Mortgage market confidence dropped in Q4, but steady caseload volumes show business as usual
The latest Mortgage Market Tracker report from the Intermediary Mortgage Lenders Association (IMLA) has been released today, finding that the sector has recovered well from the disruption following the mini-budget in September 2022.
Overall, the average number of mortgage cases intermediaries estimated for the year held steady, at 94 compared to a peak of 103 at the end of last year and an average of 93 last quarter.
The effects of the mini-budget and resultant market volatility were evident in the data, with 29% of intermediaries reporting in Q4 2022 that they were ‘not very confident’ about the outlook for the mortgage industry, rising from just 4% during the same time period last year. However, the most prominent dip in confidence for Q4 was during October, with November and December showing signs of stabilisation – returning to a 70% proportion of intermediaries who felt either ‘fairly confident’ (56%) or ‘very confident’ (14%) in December.
Comparatively, intermediary confidence in their own business declined only slightly. In Q4, 11% of intermediaries reported being ‘not very confident’ in the outlook for their business, rising from the 5% reporting the same in the previous quarter. However, overall, 87% of intermediaries still reported that they were either ‘very confident’ or ‘fairly confident’ in their own business outlook during the final quarter of 2022, a dip of only 7% from Q3 despite the October disruption and rising interest rates.
The average number of Decisions in Principle (DIPs) that intermediaries processed in Q4 fell slightly by 2 when compared to Q3 2022, reaching the level seen two years ago in the final quarter of 2020. Despite a drop in November (to 23 per intermediary), December saw a rebound, rising back up to 26 and matching the levels seen in July and August of 2022.

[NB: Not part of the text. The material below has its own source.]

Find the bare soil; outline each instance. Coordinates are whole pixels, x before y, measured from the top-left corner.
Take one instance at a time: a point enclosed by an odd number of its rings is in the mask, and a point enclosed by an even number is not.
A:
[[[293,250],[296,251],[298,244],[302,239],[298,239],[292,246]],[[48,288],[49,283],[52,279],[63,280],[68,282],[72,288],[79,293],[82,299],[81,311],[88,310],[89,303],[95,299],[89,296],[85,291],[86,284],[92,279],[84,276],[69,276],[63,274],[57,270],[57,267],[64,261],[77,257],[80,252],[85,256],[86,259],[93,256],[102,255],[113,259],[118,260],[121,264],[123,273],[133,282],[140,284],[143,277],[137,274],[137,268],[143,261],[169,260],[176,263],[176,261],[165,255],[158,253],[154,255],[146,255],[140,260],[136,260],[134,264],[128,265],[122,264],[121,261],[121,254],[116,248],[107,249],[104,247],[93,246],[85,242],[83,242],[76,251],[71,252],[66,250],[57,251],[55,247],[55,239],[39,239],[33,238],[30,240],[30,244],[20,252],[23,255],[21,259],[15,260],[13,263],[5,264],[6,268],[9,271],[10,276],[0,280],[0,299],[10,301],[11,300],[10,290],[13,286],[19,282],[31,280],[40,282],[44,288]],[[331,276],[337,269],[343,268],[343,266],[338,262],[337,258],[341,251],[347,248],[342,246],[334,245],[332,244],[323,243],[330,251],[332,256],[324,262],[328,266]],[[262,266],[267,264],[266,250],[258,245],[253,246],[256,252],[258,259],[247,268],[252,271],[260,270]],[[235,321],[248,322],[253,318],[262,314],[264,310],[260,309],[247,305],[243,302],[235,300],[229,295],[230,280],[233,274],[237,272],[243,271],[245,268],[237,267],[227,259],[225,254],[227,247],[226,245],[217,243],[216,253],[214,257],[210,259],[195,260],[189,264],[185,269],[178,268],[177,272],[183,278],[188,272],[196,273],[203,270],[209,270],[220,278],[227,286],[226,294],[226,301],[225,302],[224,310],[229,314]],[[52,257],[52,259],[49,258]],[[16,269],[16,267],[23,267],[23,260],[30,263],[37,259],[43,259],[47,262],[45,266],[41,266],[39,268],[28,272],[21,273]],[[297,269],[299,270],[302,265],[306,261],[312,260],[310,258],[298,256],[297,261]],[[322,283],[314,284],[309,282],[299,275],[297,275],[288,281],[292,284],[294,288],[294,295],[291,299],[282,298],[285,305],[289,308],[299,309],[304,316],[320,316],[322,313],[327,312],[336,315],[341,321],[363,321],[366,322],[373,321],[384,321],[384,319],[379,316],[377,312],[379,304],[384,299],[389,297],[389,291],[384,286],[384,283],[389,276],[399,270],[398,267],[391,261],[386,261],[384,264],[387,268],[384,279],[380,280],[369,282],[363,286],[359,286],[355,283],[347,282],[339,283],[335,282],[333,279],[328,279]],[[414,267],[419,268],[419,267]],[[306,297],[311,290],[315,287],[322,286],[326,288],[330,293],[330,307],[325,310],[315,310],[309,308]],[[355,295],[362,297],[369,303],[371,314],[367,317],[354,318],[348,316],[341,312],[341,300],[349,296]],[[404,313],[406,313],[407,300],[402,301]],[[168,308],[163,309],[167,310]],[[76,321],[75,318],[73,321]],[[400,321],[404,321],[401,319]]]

In Q4, the conversions of DIPs to completions also fell very slightly by 1% from Q3 2022, down to 37%. The business area and region seeing the biggest drop in conversions were in directly authorised DIPs and brokers operating out of the South of England, seeing falls of 11% and 6% respectively during Q4. Conversions for First-Time Buyers and Buy to Lets also remained steady with slight falls of 3% and 2%, reflecting a strong mortgage pipeline in the face of the macro-economic challenges now facing FTBs and some BTL landlords.1
Kate Davies, executive director, IMLA commented: “It’s not surprising that the chaotic political and economic situation which played out in the autumn has been reflected in the survey results for the last quarter of the year. But it’s also reassuring that caseloads remained steady and intermediaries’ confidence in their own business was not overly hampered.
“There are green shoots here, with December marking a noticeable increase in confidence compared to October. Looking further back, the end of 2021 saw a record peak for the average intermediary case load and volumes of work are still remaining comparatively strong a year on, which is a positive sign.
“The Bank of England’s continuing action to bring inflation under control, combined with strong competition amongst lenders to attract new business, are good indicators of recovery. There are increasing numbers of keenly-priced products and options out there for borrowers – and it will be the job of advisers and lenders to continue helping borrowers out of the woods, supporting them in their search for an appropriate, affordable and sensible deal.”